I'm always a bit confused about the CPU limit (for the pod), some guides (and to...

jeffbee · on Oct 13, 2021

CPU limits are harmful if they strand resources that could have been applied. I usually skip them for batch deployments, use them for latency-sensitive services. Doesn’t seem like a security topic though.

dilyevsky · on Oct 14, 2021

They are actually even worse for latency sensitive workload because cfs with 100ms default period will cause crap tail latency (especially for multithreaded processes such as most go programs)

gui77aume · on Oct 14, 2021

Interesting. It's my impression too.

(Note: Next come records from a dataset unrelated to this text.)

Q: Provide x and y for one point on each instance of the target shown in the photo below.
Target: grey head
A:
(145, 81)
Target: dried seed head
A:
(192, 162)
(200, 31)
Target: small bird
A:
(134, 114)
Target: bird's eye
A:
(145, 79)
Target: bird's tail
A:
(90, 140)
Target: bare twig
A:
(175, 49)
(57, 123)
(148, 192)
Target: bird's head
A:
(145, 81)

I understand that CPU limit will artificially throttle CPU, when not necessarily needed, wasting CPU cycles I could use. (Java programs in my case but I imagine it's comparable to Go ones)

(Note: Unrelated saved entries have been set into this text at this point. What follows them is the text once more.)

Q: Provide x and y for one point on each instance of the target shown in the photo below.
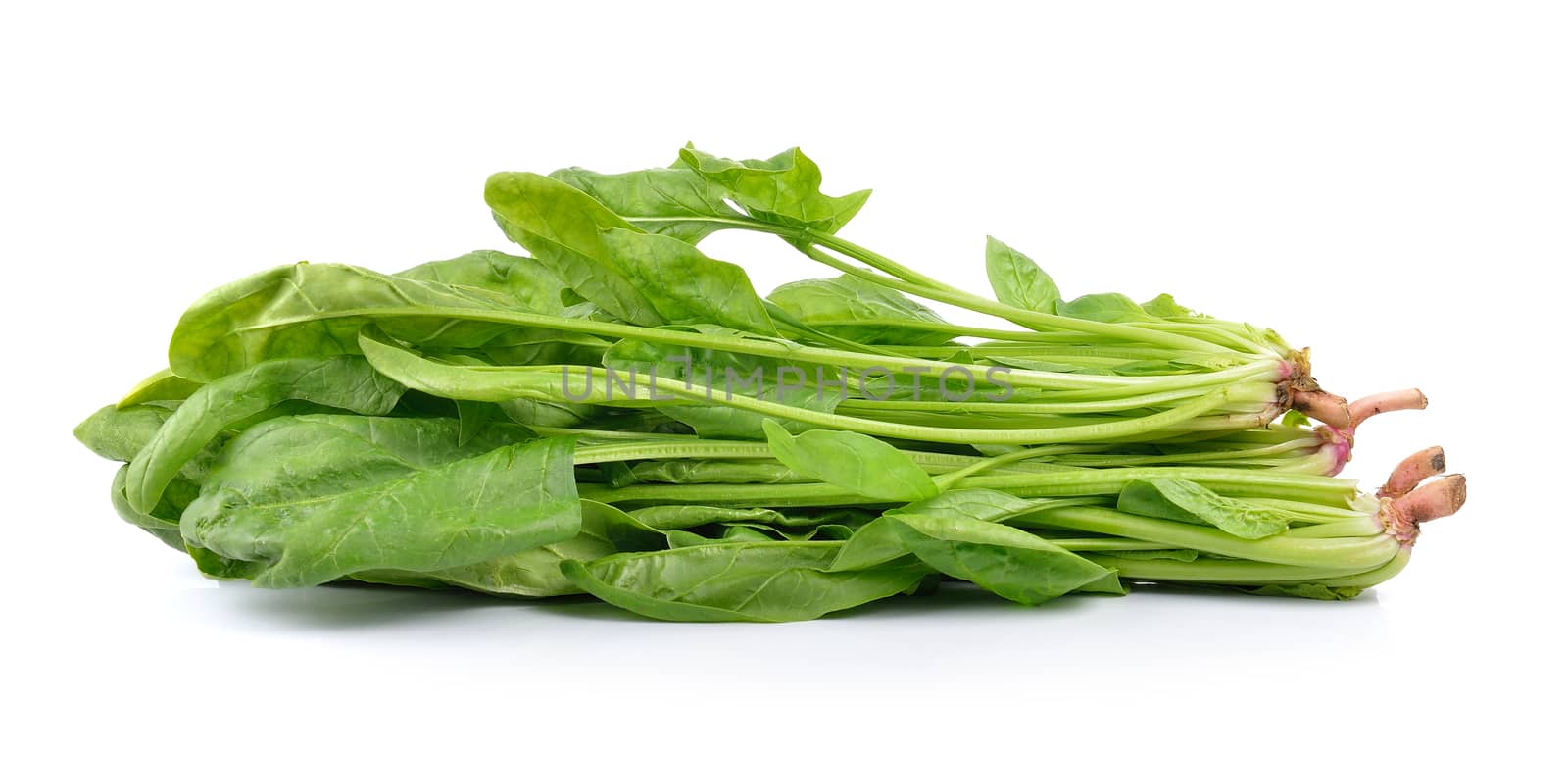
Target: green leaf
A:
(996, 556)
(666, 517)
(566, 229)
(345, 382)
(157, 388)
(120, 432)
(1165, 307)
(861, 311)
(770, 581)
(673, 201)
(784, 189)
(1192, 503)
(725, 373)
(537, 572)
(510, 279)
(1016, 279)
(715, 472)
(164, 522)
(1309, 591)
(852, 461)
(684, 284)
(878, 540)
(305, 500)
(303, 311)
(1107, 308)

Do you recommend to disable CPU limit? In the general case.

dilyevsky · on Oct 15, 2021

We don’t set them anywhere in prod and generally didn’t have any issues. We always set cpu requests and alert if those are exceeded for prolonged periods and always set memory req=limit

jeffbee · on Oct 14, 2021

Yes, but I put limits on LS workloads because I expect them to have a capacity plan, stick to it, and not abusively starve out batch workloads.

dilyevsky · on Oct 14, 2021

I think this is backwards. How are you planning on “sticking to it” when you’re serving unpredictable user traffic? If requests are set appropriately everywhere then it won’t really starve batch as kernel would just scale everything to their respective cpu.shares when cpu is fully saturated. This would allow you to weather spiky load with minimum latency impact and minimize spend

jeffbee · on Oct 15, 2021

It's weird that apparently you are a borg user from google, according to other discussions we have exchanged, but you question the value of hard-capping for latency-sensitive processes.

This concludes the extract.